Of course journalists can’t say absolutely anything that they like. The Constitution calls for balancing each right against all others — in this case, media freedom with rights to justice, privacy and dignity.
The point is that even were some media negative towards Zuma, the Constitution would condone this as the right to media freedom — that is, unless the coverage compromised the man’s rights to a fair trial and dignity. There was no such compromise in the Zuma coverage:
- Aside from the special character of cartoons, where did the media set itself up to judge the case? Trying to influence the judge? Forget it.
- As for dignity, Zuma himself was responsible for his deficit on this account. The media didn’t fabricate that he had unsafe sex. Nor did journalists make him the butt of public jibes that he should have taken a cold shower at the start.
Probably, some Zuma media bashers would have wanted coverage to suppress information when the complainant gave evidence — and to give a gospel stamp when the accused gave his version.
While Zuma thanked his supporters for supporting the Constitution — that is, vis-à-vis his rights — he left unspoken the issue of media rights.
Ironically, five years ago the man was a popular speaker making all the ”right” noises at meetings of the South African National Editors’ Forum (Sanef). Now, however, his calculation seems to be against cultivating the media.
Apparently referring to Sanef’s World Press Freedom Day campaign launched on May 3, Zuma has now accused the media of claiming to cast light ”when in fact they bring darkness”.
His other reported remarks after the trial will win him little sympathy in the newsrooms. Not many journalists will find credible his claim that the media called in political analysts to poke fun at him on television. Fewer still would agree with the wild claim that ”they insulted me, labelled and called me all kinds of names”.
Most journalists resent attacks on their integrity — and not least claims by the pro-Zuma people that the media had been co-opted against him through secret briefings and their own elitist interests.
What journalists do know is that Zuma lost his own gloss through the company he keeps — Schabir Shaik, for example. And since then, his supporters’ continuing anti-constitutional displays of intolerance have won him only suspicion among respecters of free speech.
Further, most journalists would presume that it was the man’s cloak-and-dagger pals who posted e-mail smears to derail the corruption probe by former Scorpions boss Bulelani Ngcuka. Indeed, the same forces seem to have recently revived this underhand tactic to discredit others seen as anti-Zuma.
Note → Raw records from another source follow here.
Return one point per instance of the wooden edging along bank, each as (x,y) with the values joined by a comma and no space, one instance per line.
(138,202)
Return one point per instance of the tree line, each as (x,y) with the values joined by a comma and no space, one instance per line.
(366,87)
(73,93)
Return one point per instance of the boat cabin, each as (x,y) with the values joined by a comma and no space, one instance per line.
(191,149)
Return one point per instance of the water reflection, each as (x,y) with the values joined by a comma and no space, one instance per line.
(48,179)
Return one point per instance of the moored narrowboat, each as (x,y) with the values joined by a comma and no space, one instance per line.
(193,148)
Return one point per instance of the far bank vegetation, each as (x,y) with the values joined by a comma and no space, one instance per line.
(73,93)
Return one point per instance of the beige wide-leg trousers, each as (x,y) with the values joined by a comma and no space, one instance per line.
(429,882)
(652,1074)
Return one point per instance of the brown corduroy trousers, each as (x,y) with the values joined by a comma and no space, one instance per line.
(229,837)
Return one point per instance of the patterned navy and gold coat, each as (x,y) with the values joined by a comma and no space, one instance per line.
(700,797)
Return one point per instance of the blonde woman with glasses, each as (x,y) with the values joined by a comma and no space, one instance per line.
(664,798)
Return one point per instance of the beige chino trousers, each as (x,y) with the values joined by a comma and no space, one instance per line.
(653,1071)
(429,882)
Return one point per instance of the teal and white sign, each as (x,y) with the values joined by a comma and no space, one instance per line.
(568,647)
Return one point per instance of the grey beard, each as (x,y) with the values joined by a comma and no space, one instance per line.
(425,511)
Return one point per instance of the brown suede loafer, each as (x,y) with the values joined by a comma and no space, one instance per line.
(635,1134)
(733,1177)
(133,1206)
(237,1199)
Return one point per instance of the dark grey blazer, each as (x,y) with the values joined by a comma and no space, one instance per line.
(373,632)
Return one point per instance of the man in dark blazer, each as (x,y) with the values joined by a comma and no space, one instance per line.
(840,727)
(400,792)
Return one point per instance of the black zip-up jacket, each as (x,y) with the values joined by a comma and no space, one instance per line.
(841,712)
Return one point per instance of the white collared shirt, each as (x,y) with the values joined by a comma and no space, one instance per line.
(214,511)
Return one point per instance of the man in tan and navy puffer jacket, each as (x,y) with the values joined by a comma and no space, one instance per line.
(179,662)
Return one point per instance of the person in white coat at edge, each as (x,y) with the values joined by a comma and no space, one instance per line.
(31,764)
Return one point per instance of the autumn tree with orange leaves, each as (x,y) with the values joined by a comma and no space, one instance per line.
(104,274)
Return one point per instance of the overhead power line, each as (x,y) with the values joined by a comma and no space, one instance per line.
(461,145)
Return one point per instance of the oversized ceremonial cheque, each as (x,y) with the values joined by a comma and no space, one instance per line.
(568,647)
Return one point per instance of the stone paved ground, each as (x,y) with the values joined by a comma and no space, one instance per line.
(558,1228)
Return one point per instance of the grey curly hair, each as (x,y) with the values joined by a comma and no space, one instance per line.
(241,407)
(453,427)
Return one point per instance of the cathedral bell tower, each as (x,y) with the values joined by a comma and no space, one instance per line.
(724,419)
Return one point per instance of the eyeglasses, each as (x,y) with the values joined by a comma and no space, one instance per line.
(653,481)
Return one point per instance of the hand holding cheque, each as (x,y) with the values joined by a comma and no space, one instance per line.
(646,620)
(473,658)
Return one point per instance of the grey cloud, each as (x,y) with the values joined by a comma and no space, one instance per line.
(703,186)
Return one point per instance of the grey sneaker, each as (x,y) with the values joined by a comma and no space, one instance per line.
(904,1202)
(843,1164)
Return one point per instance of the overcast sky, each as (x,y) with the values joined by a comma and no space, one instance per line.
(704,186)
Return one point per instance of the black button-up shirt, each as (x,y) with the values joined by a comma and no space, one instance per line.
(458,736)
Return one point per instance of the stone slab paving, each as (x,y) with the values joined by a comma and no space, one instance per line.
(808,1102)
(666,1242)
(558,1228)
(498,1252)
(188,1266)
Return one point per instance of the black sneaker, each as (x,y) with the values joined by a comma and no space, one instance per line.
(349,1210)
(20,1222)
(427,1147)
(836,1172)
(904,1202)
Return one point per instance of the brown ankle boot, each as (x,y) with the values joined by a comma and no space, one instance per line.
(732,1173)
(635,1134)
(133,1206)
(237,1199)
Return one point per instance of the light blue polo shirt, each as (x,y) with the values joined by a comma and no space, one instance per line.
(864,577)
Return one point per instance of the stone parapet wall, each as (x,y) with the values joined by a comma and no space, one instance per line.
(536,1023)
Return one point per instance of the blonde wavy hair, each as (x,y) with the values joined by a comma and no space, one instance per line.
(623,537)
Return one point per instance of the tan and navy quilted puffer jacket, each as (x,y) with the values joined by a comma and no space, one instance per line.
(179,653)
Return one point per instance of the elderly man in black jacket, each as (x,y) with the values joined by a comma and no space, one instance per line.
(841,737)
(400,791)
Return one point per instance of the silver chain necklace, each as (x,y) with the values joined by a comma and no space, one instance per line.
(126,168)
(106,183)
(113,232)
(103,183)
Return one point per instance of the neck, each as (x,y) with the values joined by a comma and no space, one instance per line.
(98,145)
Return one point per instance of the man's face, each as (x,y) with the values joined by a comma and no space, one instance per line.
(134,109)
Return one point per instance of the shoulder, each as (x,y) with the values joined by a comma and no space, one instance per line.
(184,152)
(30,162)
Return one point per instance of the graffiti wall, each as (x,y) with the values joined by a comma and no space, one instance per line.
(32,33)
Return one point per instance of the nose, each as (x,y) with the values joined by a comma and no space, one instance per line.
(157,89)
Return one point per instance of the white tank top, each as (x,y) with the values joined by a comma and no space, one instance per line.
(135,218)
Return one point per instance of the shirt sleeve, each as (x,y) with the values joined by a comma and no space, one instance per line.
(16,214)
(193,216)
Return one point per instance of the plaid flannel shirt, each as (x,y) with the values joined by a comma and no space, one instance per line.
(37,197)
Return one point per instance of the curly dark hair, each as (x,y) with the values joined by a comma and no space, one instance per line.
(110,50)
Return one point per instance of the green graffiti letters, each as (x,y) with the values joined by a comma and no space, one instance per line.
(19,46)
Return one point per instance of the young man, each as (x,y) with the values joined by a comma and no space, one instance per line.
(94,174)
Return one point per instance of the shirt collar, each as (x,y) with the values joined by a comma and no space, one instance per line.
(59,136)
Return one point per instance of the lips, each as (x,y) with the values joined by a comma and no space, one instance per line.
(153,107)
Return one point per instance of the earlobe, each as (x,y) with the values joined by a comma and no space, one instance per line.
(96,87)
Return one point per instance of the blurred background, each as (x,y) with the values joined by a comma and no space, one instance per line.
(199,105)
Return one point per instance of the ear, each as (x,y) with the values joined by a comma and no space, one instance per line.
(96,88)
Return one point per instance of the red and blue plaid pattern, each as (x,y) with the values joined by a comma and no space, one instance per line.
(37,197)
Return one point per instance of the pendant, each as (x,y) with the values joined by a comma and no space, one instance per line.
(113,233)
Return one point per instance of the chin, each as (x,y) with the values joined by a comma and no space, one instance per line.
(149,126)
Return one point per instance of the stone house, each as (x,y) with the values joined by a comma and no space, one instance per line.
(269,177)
Common cause is that it was Zuma’s supporters, and not least his current media sidekick Ranjeni Munusamy, who sought to manipulate the media covertly — e.tv and City Press in particular — by planting the false Ngcuka ”spy” story in 2004.
With this history, it is not surprising that many media people today do not see Zuma as suitable leadership material.
That’s not to say the job of journalists is to be kingmakers. But is their necessary and legitimate role to warn about those political forces with a weak record of respect for free media — and, by extension, free speech.
As part of this democratic service, journalists should continue monitoring where the Zuma people stand in relation to the Constitution — and not just his right to a fair trial in his coming corruption case.
What’s crucial is how they regard the rights of the media and, the other side of this coin, the public’s right to know.